Cora Mae made a face when she heard the name. Onni Maki is seventy years old. He wears gold chains around his neck, a pinky ring, and wraps his hair over a big bald spot. He’s also a widower and thinks he’s the hottest thing in the U.P. He was one of the first men in the county that Cora Mae rejected after only one date. Onni had made Cora Mae pay her own way. “Pond scum,” she said under her breath.
Kitty scraped her plate and looked around for more pasties. She knew there weren’t any left. It was just wishful thinking. “Onni was part of the posse outside the credit union.
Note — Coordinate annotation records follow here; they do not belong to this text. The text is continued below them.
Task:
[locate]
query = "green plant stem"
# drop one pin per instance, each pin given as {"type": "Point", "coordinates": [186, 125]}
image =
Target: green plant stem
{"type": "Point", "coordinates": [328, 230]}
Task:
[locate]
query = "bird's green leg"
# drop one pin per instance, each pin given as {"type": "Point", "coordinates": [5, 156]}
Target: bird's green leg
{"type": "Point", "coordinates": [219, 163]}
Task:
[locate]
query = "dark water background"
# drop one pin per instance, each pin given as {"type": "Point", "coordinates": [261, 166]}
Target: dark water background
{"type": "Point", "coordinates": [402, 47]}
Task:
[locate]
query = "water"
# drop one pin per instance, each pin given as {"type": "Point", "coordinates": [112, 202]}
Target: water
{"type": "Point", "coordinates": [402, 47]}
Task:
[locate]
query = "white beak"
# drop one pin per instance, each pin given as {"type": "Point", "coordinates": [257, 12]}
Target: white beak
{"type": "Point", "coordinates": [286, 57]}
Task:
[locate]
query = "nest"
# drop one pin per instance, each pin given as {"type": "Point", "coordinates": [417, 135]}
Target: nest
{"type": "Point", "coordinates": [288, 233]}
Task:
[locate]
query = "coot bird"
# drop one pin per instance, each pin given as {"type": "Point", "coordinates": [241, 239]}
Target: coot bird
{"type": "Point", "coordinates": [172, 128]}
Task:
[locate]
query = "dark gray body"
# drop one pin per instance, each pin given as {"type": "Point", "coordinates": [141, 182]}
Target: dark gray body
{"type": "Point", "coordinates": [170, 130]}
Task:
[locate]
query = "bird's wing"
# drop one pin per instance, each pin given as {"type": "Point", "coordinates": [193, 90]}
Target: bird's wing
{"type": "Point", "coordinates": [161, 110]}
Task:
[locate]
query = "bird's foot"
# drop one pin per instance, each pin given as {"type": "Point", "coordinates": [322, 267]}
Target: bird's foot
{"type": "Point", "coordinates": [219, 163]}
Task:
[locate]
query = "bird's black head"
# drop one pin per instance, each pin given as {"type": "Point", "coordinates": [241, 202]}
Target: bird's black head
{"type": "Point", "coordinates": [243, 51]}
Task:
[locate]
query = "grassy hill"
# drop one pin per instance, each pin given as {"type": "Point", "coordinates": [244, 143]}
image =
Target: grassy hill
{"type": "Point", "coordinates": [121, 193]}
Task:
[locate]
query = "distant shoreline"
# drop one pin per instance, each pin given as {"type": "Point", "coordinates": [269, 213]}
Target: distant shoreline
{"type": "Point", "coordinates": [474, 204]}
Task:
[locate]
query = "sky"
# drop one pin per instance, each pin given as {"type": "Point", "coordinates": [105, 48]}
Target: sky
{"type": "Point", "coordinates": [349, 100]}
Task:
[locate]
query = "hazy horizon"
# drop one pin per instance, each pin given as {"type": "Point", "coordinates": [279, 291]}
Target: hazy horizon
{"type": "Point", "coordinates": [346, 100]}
Bob Goodyear was trying to disguise himself with the hat.”
“Instead it made him stand out.”
“Blaze said Dickey’s been tracking the Orange Gang. I guess they’re a tough bunch. But none of them knows the first guy, the robber. Bob Goodyear must have hired Kent Miller to go in. Dickey thinks he shot him because the robbery went wrong and he was worried about being identified.”
“That’s the only reasonable part of the whole thing,” I said. “Bob and Kent decide to rob the credit union. Kent goes in, wearing orange shoes. He steals a pillowcase filled with paper. Angie, who is really Shirley, sounds the alarm. Bob kills Kent to conceal his identity. Then someone kills Bob just for grins. And, of yes, the credit union has been robbed, but at a different time than the robbery, and that money is still missing.”